🍅
I got six tomato plants at the beginning of the season, and did what I normally do, which is plant three of them in the raised bed and three of them in separate standalone, self-irrigating planters. This all went great until the three standalone plants decided to live miserably, growing tomatoes with brown bottoms, brown-tipped leaves, wilting, stunted, etc.
The three plants in the raised bed have absolutely conquered my backyard. They are taller than I am. They have too many tomatoes, hardly any of which have ripened yet, because it’s been over 90º for almost all of August so far. In a week or so, temperatures will dip, and I will absolutely drown in tree-borne lycopene.
My friends stage interventions on my behalf, but mostly I have decided to cut the losses of the other three plants, even while leaving them there. I curse their existence as I marvel at what else is happening in the backyard. I am certain that there’s a reason for these plants doing so poorly, but I can’t bring myself to care, and there’s probably no saving them such that I can get any fruit before frost point.
Chicago is like this. You don’t know whether you have to frantically salvage the thing until it’s too late, and once it’s too late you throw it all away and wait until April again.
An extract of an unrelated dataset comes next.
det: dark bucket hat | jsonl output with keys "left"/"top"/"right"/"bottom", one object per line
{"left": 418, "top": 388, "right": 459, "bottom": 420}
I’m sure there is a better way, one that involves constant daily vigilance and a nigh-encyclopedic knowledge of plant problems, but in practice my leafy fools are going to do whatever they want while I calmly run a design consultancy into the ground with my hair on fire. And so I am now stuck planning 2023 tomatoes, and the attendant equipment surrounding them, while half of my 2022 tomatoes continue being garbage sons.